Akufo-Addo of the New Patriotic Party won 57 percent of more than 3 million votes with ballots counted in 80 of the country’s 275 constituencies, according to a Bloomberg News tally of provisional results posted on the Twitter account of the Ghana Electoral Commission. Mahama, of the ruling National Democratic Congress, took 40.8 percent of the vote. The election commission is continuing to count ballots and hasn’t yet verified any results.
Joy FM, one of the country’s biggest broadcasters, projected Akufo-Addo as the winner, based on its own calculation of poll numbers posted at voting stations.

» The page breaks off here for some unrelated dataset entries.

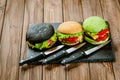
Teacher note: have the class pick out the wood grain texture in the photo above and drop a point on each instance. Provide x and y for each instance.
(11, 40)
(113, 14)
(2, 10)
(33, 14)
(73, 11)
(98, 71)
(53, 13)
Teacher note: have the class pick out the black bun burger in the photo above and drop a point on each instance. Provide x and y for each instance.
(70, 33)
(96, 30)
(41, 36)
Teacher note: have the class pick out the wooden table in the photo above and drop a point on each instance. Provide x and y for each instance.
(16, 15)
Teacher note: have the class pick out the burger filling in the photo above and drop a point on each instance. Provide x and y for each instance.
(45, 44)
(70, 38)
(100, 36)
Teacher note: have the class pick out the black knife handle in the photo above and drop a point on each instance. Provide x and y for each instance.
(54, 57)
(73, 57)
(32, 58)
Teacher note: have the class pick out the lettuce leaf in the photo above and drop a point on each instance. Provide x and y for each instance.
(44, 44)
(62, 36)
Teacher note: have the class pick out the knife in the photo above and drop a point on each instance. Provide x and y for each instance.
(40, 55)
(82, 53)
(60, 54)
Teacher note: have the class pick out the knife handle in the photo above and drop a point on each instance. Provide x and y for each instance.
(73, 57)
(53, 57)
(31, 58)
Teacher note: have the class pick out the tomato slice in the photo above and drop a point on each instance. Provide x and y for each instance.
(102, 35)
(72, 39)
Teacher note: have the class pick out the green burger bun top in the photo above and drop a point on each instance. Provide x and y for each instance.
(41, 36)
(96, 30)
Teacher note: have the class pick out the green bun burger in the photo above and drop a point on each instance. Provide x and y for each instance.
(96, 30)
(70, 33)
(41, 36)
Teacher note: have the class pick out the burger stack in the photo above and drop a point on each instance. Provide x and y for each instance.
(43, 36)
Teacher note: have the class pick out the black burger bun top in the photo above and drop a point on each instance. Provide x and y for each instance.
(39, 32)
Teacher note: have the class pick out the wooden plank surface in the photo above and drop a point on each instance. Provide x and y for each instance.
(11, 40)
(33, 14)
(73, 11)
(98, 71)
(2, 10)
(53, 13)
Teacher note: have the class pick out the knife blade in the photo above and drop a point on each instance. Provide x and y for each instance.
(40, 55)
(60, 54)
(82, 53)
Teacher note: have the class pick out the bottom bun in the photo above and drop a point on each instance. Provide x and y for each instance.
(95, 42)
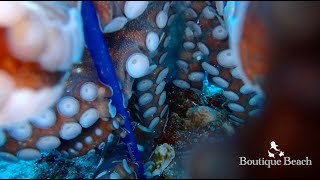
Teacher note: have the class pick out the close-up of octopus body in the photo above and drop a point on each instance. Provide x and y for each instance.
(175, 74)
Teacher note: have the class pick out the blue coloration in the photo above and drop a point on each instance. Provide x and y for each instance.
(99, 52)
(209, 90)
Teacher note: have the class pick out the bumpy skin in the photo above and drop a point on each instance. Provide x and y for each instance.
(205, 48)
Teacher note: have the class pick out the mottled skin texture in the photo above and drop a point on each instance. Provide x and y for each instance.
(122, 44)
(25, 74)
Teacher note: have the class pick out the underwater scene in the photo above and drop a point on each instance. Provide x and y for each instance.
(159, 89)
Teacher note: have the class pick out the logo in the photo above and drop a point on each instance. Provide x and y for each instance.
(276, 157)
(274, 147)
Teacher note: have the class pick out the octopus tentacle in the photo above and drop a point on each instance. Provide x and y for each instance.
(146, 39)
(140, 43)
(33, 63)
(206, 48)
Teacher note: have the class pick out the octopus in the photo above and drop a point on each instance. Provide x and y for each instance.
(152, 44)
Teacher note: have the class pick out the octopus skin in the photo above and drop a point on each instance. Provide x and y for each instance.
(84, 117)
(33, 63)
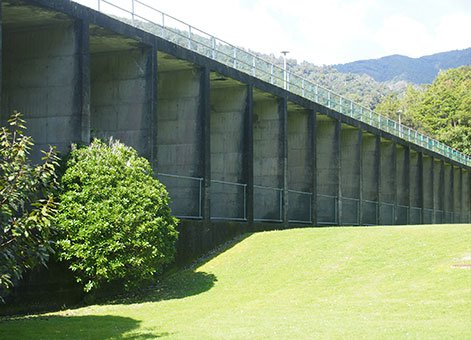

Both Akufo-Addo, 72, and the 58-year-old Mahama campaigned with pledges to reignite growth in West Africa’s second-biggest economy. It’s projected to expand 3.3 percent this year, the slowest rate in two decades, after delays in new oil projects weighed on output.
“The public mood does appear to suggest a much higher level of public frustration with the current government,” Manji Cheto, senior vice president for West Africa at Teneo Intelligence, said by e-mail.
The cedi was little changed on Friday, trading at 4.2350 against the dollar at 3:32 a.m. in Accra.
While the NPP initially criticized the election commission for the slow pace of counting, Akufo-Addo told reporters later on Thursday that he would wait for the agency to finalize results even though he was confident of victory in both presidential and parliamentary polls.
Duty Owed
“The duty we owe to the people of Ghana is not to declare results quickly, but to declare results that reflect the will of the people,” Electoral Commission Chairman Charlotte Osei told reporters on Thursday in Accra.
Final results will be released within 72 hours of the end of voting on Wednesday, Osei said.
Mahama lost support in his party’s traditional strongholds such as the eastern Volta and the Northern regions, according to results released so far. The central regions dominated by the Akan ethnic group usually back the NPP, which ruled the country from 2000 to 2008. The southern coast and Accra are considered swing areas.
In the regions where Mahama won, he recorded a smaller margin than in the previous election in 2012, Godfred Bokpin, head of the finance department at the University of Ghana’s Business School, said by phone on Thursday.
“If you can’t win handsomely in your strongholds, the swing votes won’t favor you,” he said.